According to Statistics Canada, 80% of people living with a disability use an assistive device to increase their independence, and 27% need at least one more. Cost is often cited as the main barrier.
DIY assistive technology — community created devices that can easily be made by makers and volunteers — can help bridge the gap.
Makers Making Change is an online platform providing a disruptively low-cost alternative to commercially available assistive technologies. With a wide range of devices available in the assistive devices library, there are many options for people to request from and work with a volunteer maker who can build it for them.
Every device design, contributed by the Makers Making Change community and by our organization, is open source. Anyone can freely download the files and information to build their own device. This helps keep device cost low and requesters only cover the cost of materials.
About Neil Squire
We use technology, knowledge and passion to empower Canadians with disabilities.

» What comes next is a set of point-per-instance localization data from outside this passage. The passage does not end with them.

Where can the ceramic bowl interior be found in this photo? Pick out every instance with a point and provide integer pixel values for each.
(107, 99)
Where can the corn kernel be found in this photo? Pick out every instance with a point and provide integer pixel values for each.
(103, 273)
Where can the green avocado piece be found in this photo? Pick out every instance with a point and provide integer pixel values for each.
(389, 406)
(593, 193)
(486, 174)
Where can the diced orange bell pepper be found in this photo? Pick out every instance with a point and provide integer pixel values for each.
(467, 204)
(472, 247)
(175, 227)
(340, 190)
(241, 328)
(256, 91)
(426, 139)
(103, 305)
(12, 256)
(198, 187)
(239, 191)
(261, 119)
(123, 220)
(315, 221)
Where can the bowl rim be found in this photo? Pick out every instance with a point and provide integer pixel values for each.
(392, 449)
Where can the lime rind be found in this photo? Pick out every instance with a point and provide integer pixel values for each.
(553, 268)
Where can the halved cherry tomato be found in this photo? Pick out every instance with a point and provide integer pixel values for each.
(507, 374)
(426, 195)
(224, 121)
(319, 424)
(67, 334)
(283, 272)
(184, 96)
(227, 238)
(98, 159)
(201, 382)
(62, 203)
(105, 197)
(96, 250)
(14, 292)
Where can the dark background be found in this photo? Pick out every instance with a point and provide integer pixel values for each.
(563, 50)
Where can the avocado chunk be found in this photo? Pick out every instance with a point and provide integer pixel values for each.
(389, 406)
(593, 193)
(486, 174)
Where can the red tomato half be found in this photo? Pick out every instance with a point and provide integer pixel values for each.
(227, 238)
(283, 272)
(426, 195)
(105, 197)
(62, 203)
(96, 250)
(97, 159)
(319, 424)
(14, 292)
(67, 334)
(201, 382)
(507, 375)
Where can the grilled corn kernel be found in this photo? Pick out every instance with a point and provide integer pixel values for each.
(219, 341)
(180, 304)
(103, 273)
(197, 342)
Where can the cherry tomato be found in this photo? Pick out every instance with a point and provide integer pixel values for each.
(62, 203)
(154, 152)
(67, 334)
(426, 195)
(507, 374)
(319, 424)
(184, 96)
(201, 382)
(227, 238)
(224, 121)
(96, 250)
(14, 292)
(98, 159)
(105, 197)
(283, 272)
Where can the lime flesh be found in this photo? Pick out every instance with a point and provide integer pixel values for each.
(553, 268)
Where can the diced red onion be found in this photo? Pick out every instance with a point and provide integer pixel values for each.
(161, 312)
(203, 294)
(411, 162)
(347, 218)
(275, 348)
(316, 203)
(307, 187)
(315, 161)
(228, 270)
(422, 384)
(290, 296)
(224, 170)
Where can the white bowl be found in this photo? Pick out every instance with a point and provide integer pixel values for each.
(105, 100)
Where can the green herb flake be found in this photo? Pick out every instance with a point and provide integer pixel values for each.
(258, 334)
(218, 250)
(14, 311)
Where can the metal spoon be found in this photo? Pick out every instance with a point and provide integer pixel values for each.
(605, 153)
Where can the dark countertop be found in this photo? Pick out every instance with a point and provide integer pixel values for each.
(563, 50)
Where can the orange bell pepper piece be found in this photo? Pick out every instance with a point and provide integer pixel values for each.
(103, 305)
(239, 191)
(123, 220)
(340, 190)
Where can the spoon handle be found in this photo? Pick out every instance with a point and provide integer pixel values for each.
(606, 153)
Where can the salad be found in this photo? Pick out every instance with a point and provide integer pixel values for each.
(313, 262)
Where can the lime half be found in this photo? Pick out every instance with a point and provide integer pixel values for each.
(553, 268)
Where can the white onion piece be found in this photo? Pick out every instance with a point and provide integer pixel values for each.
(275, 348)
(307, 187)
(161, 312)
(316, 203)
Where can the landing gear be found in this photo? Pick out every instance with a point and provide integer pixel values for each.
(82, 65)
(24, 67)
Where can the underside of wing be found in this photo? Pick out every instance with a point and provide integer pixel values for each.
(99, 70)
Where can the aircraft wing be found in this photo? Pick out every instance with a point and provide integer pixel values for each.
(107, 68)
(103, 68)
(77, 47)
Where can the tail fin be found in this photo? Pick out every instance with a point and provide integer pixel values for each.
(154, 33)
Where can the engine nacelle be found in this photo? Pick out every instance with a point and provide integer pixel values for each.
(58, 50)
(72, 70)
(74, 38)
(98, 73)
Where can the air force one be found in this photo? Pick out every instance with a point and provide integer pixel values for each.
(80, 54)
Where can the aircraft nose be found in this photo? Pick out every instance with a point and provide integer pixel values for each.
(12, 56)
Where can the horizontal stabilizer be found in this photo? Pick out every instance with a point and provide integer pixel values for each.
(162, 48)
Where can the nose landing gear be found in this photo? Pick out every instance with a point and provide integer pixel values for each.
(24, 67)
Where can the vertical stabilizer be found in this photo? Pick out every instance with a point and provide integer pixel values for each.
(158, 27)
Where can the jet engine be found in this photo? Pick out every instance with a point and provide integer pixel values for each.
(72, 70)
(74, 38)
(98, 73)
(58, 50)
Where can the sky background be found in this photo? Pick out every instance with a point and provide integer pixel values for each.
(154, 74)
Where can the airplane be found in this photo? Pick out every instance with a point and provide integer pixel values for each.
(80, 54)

The Neil Squire Society is a non-profit that has been revolutionizing the lives of Canadians with disabilities since 1984 through assistive technology. Makers Making Change is one of the many programs offered.
Our organization was established when 21-year-old Neil Squire became tetraplegic after a car crash. Seeing he was unable to speak or move his arms and legs, Neil’s family and a group of professionals in created a ground-breaking device allowing him to communicate by using sip & puff to type Morse code. The technology was rudimentary at the time but it reconnected Neil to the world, allowing him to speak with family and friends once again. After Neil passed, the Neil Squire Society was formed in his name to help improve the lives of people with disabilities.
Our work is focused on four distinct areas: Innovation, Digital Literacy, Employment, and Assistive Technology.